The festival, which concludes today, as ever put the emphasis on screenwriters and emerging talents. Director Paul Downs Colaizzo’s Sundance hit “Brittany Runs a Marathon” had a number of well-received screenings, as did Gavin Hood’s “Official Secrets.” Documentaries that played at the island getaway off the coast of Massachusetts included “It Started As a Joke,” “David Crosby: Remember My Name” and “We Are the Radical Monarchs.”
The festival’s annual screenwriter tributes went to female forces in the comedy realm. Leslie Dixon, the seasoned scribe behind “Mrs. Doubtfire” and the musical rendition of “Hairspray,” was recognized, as were five former and current women from the “Saturday Night Live” orbit: Jane Curtin, writer Anne Beatts, Heidi Gardner, Sudi Green and Sarah Schneider.
The audience award for narrative short films went to “Master Maggie,” about a strange acting student, from Matthew Bonifacio and Julianna Gelinas Bonifacio, and “Mack Wrestles,” from Erin Sanger and Taylor Hess,” a look at the life of a transgender wrestler.
Gillian Jacobs, star of NBC’s “Community” and Netflix’s “Love,” was on hand to screen “Curated,” the short she directed at as part of Refinery29’s Shatterbox shorts series to promote rising filmmaker stars.
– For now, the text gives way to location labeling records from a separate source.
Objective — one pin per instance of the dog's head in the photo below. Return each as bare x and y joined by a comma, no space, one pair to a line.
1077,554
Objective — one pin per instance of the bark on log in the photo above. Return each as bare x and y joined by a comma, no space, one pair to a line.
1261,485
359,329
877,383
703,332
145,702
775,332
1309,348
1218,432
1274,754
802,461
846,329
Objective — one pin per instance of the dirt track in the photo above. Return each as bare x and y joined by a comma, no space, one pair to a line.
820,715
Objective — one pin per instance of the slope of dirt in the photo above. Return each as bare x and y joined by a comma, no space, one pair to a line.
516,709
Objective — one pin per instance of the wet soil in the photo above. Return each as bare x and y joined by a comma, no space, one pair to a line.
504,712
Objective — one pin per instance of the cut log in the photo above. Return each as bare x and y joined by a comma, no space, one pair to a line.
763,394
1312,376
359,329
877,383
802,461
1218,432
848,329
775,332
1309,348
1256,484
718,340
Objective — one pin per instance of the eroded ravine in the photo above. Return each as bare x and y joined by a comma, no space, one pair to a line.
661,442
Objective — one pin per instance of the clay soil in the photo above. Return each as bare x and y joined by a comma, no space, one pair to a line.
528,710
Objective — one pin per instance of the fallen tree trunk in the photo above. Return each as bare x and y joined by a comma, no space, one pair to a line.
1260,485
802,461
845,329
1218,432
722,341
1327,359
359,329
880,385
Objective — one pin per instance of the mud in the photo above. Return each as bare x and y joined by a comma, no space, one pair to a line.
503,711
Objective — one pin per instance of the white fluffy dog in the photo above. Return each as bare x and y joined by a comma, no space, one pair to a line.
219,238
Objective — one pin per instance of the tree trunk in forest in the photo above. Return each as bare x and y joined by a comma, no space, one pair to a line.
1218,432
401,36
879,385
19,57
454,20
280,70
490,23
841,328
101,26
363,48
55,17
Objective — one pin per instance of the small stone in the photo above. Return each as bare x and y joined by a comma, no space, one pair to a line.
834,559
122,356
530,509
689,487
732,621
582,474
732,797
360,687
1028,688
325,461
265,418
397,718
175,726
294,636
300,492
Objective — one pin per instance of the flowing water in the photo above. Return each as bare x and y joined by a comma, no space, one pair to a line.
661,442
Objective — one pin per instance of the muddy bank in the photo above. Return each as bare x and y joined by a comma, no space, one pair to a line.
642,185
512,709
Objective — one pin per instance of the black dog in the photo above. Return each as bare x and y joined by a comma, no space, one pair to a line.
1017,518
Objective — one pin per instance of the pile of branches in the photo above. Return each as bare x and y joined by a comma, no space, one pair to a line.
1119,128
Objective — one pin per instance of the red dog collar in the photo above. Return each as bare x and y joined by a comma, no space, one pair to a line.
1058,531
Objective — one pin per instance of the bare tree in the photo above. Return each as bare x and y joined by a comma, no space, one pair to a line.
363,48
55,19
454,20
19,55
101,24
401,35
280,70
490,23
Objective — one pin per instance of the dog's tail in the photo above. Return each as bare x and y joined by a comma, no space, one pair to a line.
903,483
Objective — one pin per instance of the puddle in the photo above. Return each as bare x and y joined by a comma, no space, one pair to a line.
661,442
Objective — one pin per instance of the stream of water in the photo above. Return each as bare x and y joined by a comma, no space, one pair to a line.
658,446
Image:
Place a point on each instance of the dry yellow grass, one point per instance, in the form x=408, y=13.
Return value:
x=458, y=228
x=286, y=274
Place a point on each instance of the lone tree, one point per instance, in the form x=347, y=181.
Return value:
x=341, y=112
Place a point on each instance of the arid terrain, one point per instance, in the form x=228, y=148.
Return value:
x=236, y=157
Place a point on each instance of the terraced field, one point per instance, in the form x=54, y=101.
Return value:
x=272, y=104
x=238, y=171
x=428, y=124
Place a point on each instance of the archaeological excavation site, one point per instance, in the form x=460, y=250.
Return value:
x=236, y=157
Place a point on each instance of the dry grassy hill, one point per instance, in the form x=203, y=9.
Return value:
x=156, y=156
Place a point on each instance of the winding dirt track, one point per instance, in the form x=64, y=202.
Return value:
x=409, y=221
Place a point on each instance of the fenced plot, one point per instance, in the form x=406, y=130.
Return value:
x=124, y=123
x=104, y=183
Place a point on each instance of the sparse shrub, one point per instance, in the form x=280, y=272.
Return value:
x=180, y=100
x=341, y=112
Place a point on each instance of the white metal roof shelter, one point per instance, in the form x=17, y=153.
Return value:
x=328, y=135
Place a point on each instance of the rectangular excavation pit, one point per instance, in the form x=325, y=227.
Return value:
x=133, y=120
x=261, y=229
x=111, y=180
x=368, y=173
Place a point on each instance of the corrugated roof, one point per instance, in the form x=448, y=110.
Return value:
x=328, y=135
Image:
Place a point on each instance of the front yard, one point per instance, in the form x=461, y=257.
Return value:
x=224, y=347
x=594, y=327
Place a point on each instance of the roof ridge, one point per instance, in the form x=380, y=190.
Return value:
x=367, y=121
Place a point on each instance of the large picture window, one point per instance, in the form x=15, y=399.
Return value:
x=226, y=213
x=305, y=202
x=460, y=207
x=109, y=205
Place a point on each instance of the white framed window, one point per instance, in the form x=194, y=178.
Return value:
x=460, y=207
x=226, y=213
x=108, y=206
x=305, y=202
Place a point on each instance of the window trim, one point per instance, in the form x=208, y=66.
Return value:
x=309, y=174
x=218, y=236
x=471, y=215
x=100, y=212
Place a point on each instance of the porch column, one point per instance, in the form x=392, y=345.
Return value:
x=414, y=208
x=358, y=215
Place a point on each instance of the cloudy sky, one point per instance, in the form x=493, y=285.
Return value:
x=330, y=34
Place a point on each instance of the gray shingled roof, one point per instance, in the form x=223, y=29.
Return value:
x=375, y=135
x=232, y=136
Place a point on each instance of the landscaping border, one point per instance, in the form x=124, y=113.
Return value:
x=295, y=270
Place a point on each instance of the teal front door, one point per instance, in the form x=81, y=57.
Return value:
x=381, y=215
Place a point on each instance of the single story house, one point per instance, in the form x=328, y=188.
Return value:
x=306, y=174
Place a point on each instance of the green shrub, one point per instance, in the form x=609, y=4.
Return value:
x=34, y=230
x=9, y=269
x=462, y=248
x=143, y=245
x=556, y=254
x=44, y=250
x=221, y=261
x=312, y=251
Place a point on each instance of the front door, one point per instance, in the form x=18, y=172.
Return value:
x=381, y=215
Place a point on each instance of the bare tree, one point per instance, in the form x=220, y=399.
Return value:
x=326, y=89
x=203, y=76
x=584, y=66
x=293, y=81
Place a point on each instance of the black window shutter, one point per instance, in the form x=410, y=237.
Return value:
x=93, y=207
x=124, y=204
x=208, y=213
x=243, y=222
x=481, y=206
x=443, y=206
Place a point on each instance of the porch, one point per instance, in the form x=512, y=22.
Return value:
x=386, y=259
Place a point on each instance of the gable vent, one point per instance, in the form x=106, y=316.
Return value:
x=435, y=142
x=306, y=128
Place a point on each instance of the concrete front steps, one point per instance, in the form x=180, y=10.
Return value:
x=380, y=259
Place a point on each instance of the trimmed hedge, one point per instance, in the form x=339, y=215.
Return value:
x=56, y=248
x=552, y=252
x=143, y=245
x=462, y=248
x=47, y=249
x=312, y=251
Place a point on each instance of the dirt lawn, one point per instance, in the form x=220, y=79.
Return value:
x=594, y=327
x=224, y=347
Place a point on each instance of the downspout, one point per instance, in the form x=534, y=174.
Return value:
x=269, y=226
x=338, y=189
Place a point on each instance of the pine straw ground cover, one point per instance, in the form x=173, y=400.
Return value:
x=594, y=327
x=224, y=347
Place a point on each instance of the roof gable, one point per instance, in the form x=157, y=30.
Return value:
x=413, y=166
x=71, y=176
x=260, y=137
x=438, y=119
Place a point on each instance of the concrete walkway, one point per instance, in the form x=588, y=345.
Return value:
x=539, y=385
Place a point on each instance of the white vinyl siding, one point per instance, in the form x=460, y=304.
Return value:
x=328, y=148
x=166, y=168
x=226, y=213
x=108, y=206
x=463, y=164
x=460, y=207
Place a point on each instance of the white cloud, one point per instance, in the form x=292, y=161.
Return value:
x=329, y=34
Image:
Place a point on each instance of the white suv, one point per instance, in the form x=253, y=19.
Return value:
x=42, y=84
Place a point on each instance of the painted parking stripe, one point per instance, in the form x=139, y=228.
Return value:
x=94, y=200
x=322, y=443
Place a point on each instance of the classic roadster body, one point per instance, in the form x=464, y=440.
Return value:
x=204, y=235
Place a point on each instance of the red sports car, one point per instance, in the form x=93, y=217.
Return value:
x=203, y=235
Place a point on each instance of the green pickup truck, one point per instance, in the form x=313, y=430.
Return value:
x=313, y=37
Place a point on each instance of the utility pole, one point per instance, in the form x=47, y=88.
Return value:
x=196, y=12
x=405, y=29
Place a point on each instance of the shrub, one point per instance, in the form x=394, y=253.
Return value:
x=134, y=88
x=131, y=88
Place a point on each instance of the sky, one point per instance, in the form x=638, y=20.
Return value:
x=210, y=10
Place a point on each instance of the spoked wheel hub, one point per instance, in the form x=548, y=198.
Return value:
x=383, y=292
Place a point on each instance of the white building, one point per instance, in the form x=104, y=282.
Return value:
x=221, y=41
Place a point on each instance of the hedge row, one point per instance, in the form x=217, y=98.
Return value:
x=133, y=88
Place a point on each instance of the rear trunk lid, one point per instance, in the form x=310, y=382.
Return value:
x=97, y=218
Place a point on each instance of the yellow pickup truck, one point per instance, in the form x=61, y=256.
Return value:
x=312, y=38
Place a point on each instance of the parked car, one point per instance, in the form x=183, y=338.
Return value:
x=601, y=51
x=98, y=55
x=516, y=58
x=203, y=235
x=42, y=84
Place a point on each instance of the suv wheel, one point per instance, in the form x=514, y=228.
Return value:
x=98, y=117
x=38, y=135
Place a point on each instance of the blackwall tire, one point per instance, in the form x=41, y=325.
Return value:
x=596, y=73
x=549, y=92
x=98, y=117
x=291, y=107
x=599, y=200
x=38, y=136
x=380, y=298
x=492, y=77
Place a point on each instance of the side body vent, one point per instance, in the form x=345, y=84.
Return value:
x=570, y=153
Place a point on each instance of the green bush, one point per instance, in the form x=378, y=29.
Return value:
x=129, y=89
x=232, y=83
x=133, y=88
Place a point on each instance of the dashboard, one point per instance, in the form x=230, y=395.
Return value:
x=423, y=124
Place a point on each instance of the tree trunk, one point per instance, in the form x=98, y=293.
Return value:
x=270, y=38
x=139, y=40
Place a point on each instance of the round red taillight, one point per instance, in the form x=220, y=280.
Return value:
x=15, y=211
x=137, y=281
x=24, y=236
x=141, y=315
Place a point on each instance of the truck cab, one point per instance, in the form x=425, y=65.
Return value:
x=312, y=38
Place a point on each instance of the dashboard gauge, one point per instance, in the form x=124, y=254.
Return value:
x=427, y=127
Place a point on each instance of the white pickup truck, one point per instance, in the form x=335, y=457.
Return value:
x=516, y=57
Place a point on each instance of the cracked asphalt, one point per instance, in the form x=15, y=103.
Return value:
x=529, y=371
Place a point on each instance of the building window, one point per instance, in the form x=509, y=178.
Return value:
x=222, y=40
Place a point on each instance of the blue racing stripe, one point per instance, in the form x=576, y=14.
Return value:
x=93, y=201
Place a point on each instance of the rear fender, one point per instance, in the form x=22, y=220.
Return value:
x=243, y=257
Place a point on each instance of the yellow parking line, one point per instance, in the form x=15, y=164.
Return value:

The psychological thriller featuring Danny Pudi revolves around a young couple’s visit to the home of the woman’s dead grandmother.
“I try to do things that scare me,” Jacobs said during her post-screening Q&A on Friday. “After working a lot in comedy for the last 10 years I enjoyed surprising people with the tone of this film.”
The festival also features three writing competitions. The Tony Cox Screenplay award for feature film went to Elizabeth Chatelain for “Sundogs,” about a woman who heads off to work in North Dakota’s oil fields after her family farm falls into debt. The award comes with a $5,000 cash prize. Kate Levitt won $1,000 for the Episodic 60 Minute Pilot Competition for “Living,” about an orthodox Jewish teenager who turns to drug dealing. Short screenplay nod and $500 went to Alexis Barzin for “I Know Your Number By Heart,” about a woman who loses hope.
The festival also presents the annual Adrienne Shelly Foundation Excellence in Filmmaking Award, which comes with a a $5,000 grant to an emerging female filmmaker. This year’s recipient is Annabelle Attanasio, writer and director of the indie drama “Mickey and the Bear,” about a teenager forced to care for a father struggling with addiction and PTSD.